Le premier handi-dameur de France bichonne les pistes de Courchevel

Avec novembre, la neige a pointé son nez. Les cimes immaculées nous appellent. Et si nous pouvons dévaler de belles pentes immaculées, c’est grâce au service des pistes, armé de leurs dameuses titanesques. En cette nouvelle saison, Antoine Motillon, handicapé en fauteuil après un accident de moto, a pris place dans une de ces énormes chenilles mécaniques sur le domaine mythique des Trois Vallées. Il est le premier handicapé paraplégique a exercer ce job à 100 % au sein d’une équipe.
Rencontre avec ce professionnel qui dévoile son métier risqué pour passionné :

Comment en êtes vous arrivé là ?

Après mon accident de moto à un peu plus de vingt ans, j’ai enseigné dans un lycée professionnel le métier de couvreur, puis en parallèle,  je me suis initié au planeur et suis devenu instructeur dans le club de Barcelonnette.
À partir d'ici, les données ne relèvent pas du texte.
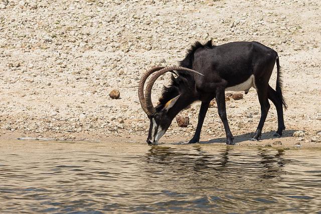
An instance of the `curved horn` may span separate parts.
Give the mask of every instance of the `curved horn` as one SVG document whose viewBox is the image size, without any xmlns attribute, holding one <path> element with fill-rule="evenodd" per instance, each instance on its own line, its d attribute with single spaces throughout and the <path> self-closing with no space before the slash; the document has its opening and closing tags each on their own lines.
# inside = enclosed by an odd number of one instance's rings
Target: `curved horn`
<svg viewBox="0 0 321 214">
<path fill-rule="evenodd" d="M 156 112 L 156 110 L 153 106 L 152 103 L 151 102 L 151 88 L 152 87 L 152 85 L 154 84 L 154 82 L 155 82 L 155 81 L 156 81 L 157 78 L 158 78 L 161 75 L 164 74 L 167 72 L 173 70 L 183 70 L 189 71 L 204 76 L 203 74 L 195 70 L 179 66 L 167 67 L 157 71 L 151 76 L 150 79 L 149 79 L 149 81 L 148 81 L 148 82 L 147 83 L 146 90 L 145 90 L 145 94 L 146 95 L 146 97 L 145 97 L 145 100 L 146 101 L 146 108 L 147 109 L 147 112 L 150 114 L 152 114 Z"/>
<path fill-rule="evenodd" d="M 164 67 L 156 66 L 151 68 L 150 70 L 146 71 L 145 73 L 144 73 L 139 81 L 138 85 L 138 98 L 139 98 L 139 102 L 140 102 L 140 105 L 141 105 L 143 110 L 144 110 L 145 113 L 147 115 L 149 115 L 149 113 L 146 108 L 146 101 L 145 101 L 145 96 L 144 96 L 144 85 L 145 82 L 150 74 L 163 68 L 164 68 Z"/>
</svg>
J’aimais la montagne et j’avais toujours gardé au fond de moi une attirance pour piloter un engin mécanique peu commun, je veux dire pour aller dans des lieux inaccessibles… L’idée de conduire une dameuse a germé. J’ai rencontré le constructeur Kassböhrer, il s’est intéressé au projet et a proposé des solutions techniques pour conduire une machine, il m’a aidé à trouver une station pour y travailler.  Invité au Salon des professionnels de la montagne à Grenoble, j’y ai rencontré des dirigeants de la S3V (Société des 3 Vallées) notamment du parc roulant de Courchevel ; ils ont accueilli mon projet avec enthousiasme. J’ai fait un essai lors de la dernière saison d’hiver à Courchevel et cet hiver j’intègre l’équipe du service damage. C’est super !

Parlez-nous de votre installation dans la dameuse ?
Le volant est remplacé par une manette, un accélérateur adapté est installé et pour gagner la cabine perchée sur les chenilles, j’ai recours à un bras hydraulique. Ce système me donne une autonomie totale. Un dispositif de passerelle me permet d’accéder au réservoir pour faire le plein d’essence sur l’arrière de l’engin. Les équipes travaillent en deux postes de 17 h 30 à 1 h du matin et de 2 h du matin à 9 h 30 avec une pause de vingt minutes pour se restaurer. Pour les vêtements, je porte les mêmes que mes collègues.

Vos impressions au poste de pilotage ?
Assister à de merveilleux couchers de soleil et au lever du jour dans un décor sublime mais aussi vivre en direct des tempêtes de neige au cɶur de la nuit, impressionnantes mais magiques aussi. Et puis, il y a la conduite si particulière de la dameuse, une grosse machine agile et précise. La solitude sur les grosses chenilles, j’aime cela. A Courchevel, une vingtaine d’engins environ évoluent en même temps chaque nuit sur les pistes. En tant que débutant, je travaille en binôme soit devant ou derrière une autre dameuse. J’ai la chance d’avoir rencontré une équipe exceptionnelle.

Votre devise ?
« Fais de ta vie un rêve et de tes rêves une réalité », d’Antoine de Saint-Exupéry. J’essaye de l’appliquer au quotidien ! Avec de la volonté, on arrive à tout surtout de belles rencontres et la contribution de l’entourage c’est primordial, j’ai cette chance.